Packers general manager Ted Thompson told reporters that he couldn't remember anyone bringing that kind of analysis in one of his personnel meetings, but I'm quite sure that plenty of teams measure their success in related ways. Chicago Bears general manager Phil Emery, in fact, recited similar statistics while speaking to reporters this week.
Emery said he performed a mini-study of the NFC North to determine how many players from each team had been on the same roster their entire career, a slightly different measure. He found the Packers had 43, the Minnesota Vikings had 39, the Bears had 29 and the Detroit Lions had 27.
"I firmly believe the best way to build a team is your own original talent," Emery said. "Your draft picks, your college free agents. It helps you in several ways. It helps you manage the cap so that it gives you flexibility so that when you do need a dynamic player to help you fill in you are able to go and get them. You have the cap flexibility to go get that player which can add to the consistency of your team winning year in, year out. It also gives your team a home-grown flavor for your fans and it also allows those players to be together longer and to improve together and to play together as a team for a longer period of time and with more consistency."
I preferred our original measurement because it also takes into account the pro scouting part of a team's personnel department -- the people who are scouring practice squads and preseason tape to utilize another avenue of acquiring the same type of player. It casts a wider and more telling swath, I think.
The range for teams went from the Packers' 50 to Lions' 28. The average was about 38. A few thoughts on what these numbers do and don't mean, in my estimation:
Philosophy can beget results. If you are as opposed to signing free agents as Thompson is, you're by definition going to have more homegrown players on your roster. If you're the Denver Broncos, you might be a little less patient with unproven players when you have Peyton Manning, 37, at quarterback. The Broncos aren't necessarily worse at developing their own players. They are working in a tighter window.

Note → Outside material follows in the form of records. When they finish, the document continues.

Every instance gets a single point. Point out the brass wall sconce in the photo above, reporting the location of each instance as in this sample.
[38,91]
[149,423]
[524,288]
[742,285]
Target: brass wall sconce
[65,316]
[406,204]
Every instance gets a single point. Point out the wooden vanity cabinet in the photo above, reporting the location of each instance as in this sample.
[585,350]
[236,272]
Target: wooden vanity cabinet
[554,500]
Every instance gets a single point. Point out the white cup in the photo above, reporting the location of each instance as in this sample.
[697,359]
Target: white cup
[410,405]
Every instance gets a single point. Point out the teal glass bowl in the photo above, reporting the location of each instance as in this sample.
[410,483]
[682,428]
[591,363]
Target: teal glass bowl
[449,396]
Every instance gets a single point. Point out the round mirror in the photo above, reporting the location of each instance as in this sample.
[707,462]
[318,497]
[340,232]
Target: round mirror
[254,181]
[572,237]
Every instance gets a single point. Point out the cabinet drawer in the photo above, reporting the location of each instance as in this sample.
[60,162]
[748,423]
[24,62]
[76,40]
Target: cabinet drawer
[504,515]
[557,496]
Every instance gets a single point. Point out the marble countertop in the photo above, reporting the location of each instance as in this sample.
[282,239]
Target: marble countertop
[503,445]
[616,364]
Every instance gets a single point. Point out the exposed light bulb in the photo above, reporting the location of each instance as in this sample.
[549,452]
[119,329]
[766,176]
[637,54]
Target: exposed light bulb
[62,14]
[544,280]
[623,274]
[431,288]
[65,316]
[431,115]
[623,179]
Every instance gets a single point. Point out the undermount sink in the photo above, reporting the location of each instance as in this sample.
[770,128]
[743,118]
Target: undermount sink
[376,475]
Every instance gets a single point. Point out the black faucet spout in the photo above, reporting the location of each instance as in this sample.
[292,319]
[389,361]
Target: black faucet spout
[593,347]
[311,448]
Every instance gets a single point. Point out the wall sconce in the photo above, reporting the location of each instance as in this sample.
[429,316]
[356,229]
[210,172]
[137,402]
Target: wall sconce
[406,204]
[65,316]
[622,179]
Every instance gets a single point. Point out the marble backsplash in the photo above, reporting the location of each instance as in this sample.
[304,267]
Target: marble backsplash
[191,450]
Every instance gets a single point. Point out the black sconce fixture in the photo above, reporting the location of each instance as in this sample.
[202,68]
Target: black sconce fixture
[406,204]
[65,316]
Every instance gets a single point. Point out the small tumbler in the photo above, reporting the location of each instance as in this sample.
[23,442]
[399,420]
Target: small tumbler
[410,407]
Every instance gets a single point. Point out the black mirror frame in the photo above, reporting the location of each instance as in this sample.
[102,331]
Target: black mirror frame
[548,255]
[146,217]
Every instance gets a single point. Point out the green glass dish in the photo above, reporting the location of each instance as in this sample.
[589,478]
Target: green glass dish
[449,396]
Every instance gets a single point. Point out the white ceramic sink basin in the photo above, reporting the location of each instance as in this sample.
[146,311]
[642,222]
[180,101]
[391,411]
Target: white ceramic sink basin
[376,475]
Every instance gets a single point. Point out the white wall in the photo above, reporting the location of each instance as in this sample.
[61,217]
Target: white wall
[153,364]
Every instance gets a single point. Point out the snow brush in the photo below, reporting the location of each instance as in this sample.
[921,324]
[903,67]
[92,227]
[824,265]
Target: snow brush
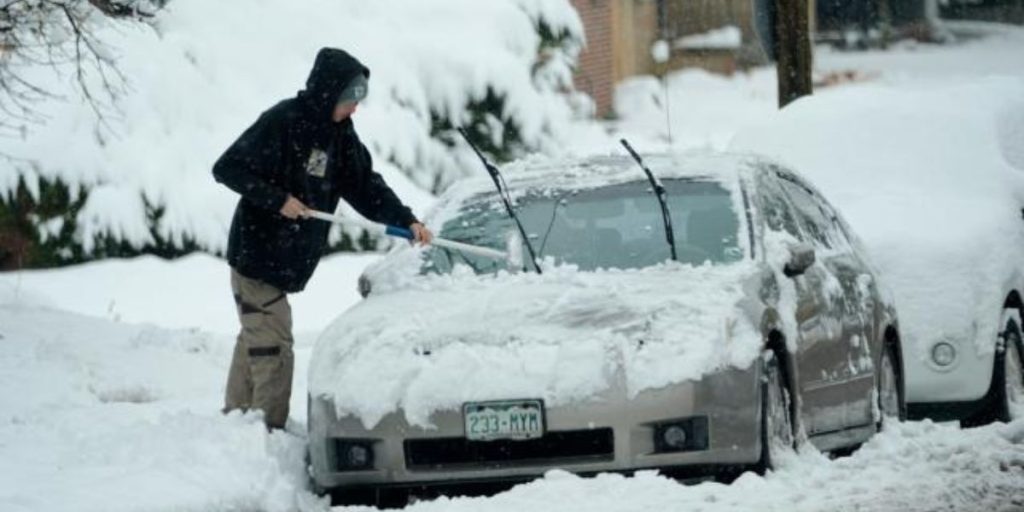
[512,254]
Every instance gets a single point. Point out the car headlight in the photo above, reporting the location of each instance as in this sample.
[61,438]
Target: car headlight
[681,435]
[943,354]
[353,456]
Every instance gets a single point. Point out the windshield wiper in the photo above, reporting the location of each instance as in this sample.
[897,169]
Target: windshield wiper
[663,199]
[506,199]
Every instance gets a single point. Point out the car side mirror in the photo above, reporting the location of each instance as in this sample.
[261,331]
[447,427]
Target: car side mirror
[365,286]
[801,258]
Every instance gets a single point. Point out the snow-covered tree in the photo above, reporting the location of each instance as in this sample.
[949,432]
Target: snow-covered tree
[132,176]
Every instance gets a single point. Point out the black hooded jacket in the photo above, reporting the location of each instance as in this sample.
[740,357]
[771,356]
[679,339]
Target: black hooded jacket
[296,148]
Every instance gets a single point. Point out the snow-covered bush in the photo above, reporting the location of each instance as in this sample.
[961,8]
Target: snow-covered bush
[202,72]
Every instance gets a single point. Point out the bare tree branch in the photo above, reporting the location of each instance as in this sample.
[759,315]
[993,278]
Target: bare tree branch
[61,36]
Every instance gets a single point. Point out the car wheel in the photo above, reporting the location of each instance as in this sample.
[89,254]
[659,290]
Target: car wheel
[776,414]
[1012,407]
[890,395]
[1007,393]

In some cases, the failures of a predecessor are reflected in current statistics. When, say, Martin Mayhew took over as the Lions' general manager in 2009, he assumed control of an 0-16 team and a depleted roster. On the one hand, there was more opportunity for newly-drafted and/or unproven players to make the team. On the other hand, the Lions had so many weak spots that Mayhew felt compelled to use all available avenues -- including trades and veteran free agency -- to fill some of them.
The Atlanta Falcons have made some high-profile free agency moves during the tenure of general manager Thomas Dimitroff, from signing tight end Tony Gonzalez to running back Michael Turner to running back Steven Jackson. So from a national perspective, the Falcons' development of homegrown talent has fallen below the radar. Only the Packers had more such players on their roster by Monday night.